Beijing: China has vowed to continue to fight the Dalai Lama and his supporters to create a "favourable" social and political environment in the restive Tibetan region while asking Buddhist monks and nuns to be patriotic and law abiding.
Yu Zhengsheng, member of the newly constituted seven- member Standing Committee of the Party, which rules China, was on an an inspection tour in southwest China`s Sichuan province where he spoke for the first time on Tibet, which has been hit by a spate of self-immolation protests against the Chinese rule.
"The fight against the Dalai Lama clique should continue in order to create a favourable social and political environment for economic development and the improvement of people`s well-being," he said.
He also called on monks and nuns to be patriotic and observe the law and monastic rules during an inspection tour in Sichuan on Sunday and Monday.
This is the first public comment by the newly-elected Chinese leader on Tibet, which in the recent past witnessed a spate of self immolations.
Overseas Tibetan groups say the immolations were a protest against the Chinese rule in Tibet as well as for the return of the Dalai Lama from exile.
Ninety-eight self immolation cases were reported in Tibet of which many of them were by monks and nuns.

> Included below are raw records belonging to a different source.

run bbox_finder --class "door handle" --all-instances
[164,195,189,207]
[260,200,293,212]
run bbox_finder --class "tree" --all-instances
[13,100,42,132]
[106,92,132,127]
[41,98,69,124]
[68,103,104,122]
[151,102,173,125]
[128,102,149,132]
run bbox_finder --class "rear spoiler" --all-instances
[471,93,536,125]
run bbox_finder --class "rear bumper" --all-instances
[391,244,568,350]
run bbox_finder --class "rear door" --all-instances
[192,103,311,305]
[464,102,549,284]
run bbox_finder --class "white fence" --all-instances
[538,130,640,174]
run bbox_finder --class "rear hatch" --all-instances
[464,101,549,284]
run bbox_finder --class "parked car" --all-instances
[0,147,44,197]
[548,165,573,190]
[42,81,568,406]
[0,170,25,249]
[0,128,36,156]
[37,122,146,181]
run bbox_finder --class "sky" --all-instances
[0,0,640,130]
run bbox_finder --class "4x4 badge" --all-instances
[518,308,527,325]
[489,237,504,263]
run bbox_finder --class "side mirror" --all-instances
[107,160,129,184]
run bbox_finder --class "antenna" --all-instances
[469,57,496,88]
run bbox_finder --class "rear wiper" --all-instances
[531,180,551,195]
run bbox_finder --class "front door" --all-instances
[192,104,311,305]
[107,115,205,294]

China has reacted angrily to calls by UN Human Rights body and US officials to address the situation in Tibet saying that it amounted to interference in its internal affairs.
Dalai Lama himself has expressed optimism that the new Chinese leadership headed by Xi Jinping, who succeeded Hu Jintao as Party leader in November last would take steps to ease the situation.
Officials say that any initiative to reopen talks by Chinese government with the Dalai Lama representatives could be contemplated only after March this year, when Xi takes over as President from Hu.
Talks were held in the past but without much success.
Yu said a unified and strong China together with developing and stable Tibetan areas will help ethnic groups improve their lives and brighten the prospects for Tibetan Buddhism.
Yu said he hopes Tibetan Buddhists will support the government`s efforts to manage monasteries in accordance with the law and encourage monks and nuns to observe both the law and monastic rules.
"The government should offer public services to monasteries while enhancing their management, as well as help Tibetan Buddhism to correspond with socialist society," Yu said.